MultiVersus seems to be shuttering for two reasons. One: people are tired of live-service games with confusing marketplaces, and they’re especially over live-service games that disappear for a year and then come back. Two: a crossover fighting game needs to have as much confidence in the ‘fighting game’ part as it does in the ‘crossover’ part. In my f🍰lawed, unjustified opinion PlayStation All-Stars Battle Royale struggled for the second reason. It was fun second, an IP showcase first.

But it doesn’t have to be anymore. Again, Astro Bot has shown us that Sony i🔯s stepping up on the IPs. Whether or not you enjoyed the nostalgia bath of those characters, you have to admit that there’s more pride in the history present than a simple🔯 need for that history to be acknowledged.

Sony is past the stage of hopefully asking us to think their series are cool and established; its series are now just cool and established. So maybe that’s a chance to make a new Pla☂yStation All-Stars Battle Royale. One that’s built with the same smooth confidence and joy in the console’s history like Smash Bros🍨..
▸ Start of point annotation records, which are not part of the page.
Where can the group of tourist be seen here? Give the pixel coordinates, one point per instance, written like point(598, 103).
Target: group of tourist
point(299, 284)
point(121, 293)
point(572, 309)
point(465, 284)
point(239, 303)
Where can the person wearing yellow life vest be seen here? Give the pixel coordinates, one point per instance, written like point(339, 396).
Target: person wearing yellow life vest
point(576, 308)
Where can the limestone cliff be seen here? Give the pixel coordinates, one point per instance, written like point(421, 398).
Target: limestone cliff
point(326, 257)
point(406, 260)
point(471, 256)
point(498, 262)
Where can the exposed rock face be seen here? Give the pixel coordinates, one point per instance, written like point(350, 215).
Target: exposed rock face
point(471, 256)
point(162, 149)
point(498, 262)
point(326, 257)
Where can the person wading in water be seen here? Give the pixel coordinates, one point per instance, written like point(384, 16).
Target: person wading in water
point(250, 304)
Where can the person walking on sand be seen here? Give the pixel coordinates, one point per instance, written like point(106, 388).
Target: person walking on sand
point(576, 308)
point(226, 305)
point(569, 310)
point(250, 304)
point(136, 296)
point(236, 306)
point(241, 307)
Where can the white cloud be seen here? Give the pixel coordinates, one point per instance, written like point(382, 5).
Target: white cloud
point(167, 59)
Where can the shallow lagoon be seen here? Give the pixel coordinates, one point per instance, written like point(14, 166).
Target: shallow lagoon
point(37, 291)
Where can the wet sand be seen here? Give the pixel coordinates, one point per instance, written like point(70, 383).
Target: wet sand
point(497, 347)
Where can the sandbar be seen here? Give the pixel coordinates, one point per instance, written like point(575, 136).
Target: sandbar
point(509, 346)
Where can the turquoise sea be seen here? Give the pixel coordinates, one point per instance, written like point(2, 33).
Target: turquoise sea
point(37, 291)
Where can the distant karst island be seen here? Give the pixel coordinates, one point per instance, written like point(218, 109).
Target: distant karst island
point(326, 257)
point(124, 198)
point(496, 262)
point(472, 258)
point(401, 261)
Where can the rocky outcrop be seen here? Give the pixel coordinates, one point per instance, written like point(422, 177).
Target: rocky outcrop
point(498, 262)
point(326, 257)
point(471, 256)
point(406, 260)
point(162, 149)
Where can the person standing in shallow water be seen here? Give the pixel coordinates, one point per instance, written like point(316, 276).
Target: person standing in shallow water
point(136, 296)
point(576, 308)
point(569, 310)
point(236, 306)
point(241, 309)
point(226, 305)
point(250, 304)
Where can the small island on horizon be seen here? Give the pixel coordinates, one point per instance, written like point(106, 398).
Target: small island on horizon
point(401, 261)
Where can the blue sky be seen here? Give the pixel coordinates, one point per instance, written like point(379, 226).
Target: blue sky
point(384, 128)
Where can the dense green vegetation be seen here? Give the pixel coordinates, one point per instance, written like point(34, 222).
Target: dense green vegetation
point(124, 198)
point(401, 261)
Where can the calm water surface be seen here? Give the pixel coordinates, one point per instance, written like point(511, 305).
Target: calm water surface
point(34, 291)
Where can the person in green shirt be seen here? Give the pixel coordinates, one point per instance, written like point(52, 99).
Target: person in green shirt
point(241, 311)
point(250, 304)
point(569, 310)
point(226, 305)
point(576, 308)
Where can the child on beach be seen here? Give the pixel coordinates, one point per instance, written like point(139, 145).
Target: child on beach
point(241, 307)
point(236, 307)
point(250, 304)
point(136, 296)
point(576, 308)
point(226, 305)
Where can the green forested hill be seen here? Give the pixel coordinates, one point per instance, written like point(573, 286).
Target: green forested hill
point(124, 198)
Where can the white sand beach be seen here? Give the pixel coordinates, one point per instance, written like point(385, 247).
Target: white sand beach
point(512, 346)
Do I think it would be better than Smash Bros.? Not really. But I don’t make it a habit of thinking that every game I buy is going to become the greatest game of all time. If I did, I wouldn’t have spent my own money on MultiVersus and PlayStation All-Stars Battle Royale. All I want is something that gives the same nostalgia ofꦫ Astro Bot with the same deep fighting game nuance of Smash Bros.. Is that too much to ask? Probably. But it would be nice.

Next
168澳﷽ꦚ洲幸运5开奖网: Cosmic Collapse Is a $5 Brain Massage

Cosmic Collapse costs just $5,🔴 and is calmingly sim𒅌plistic.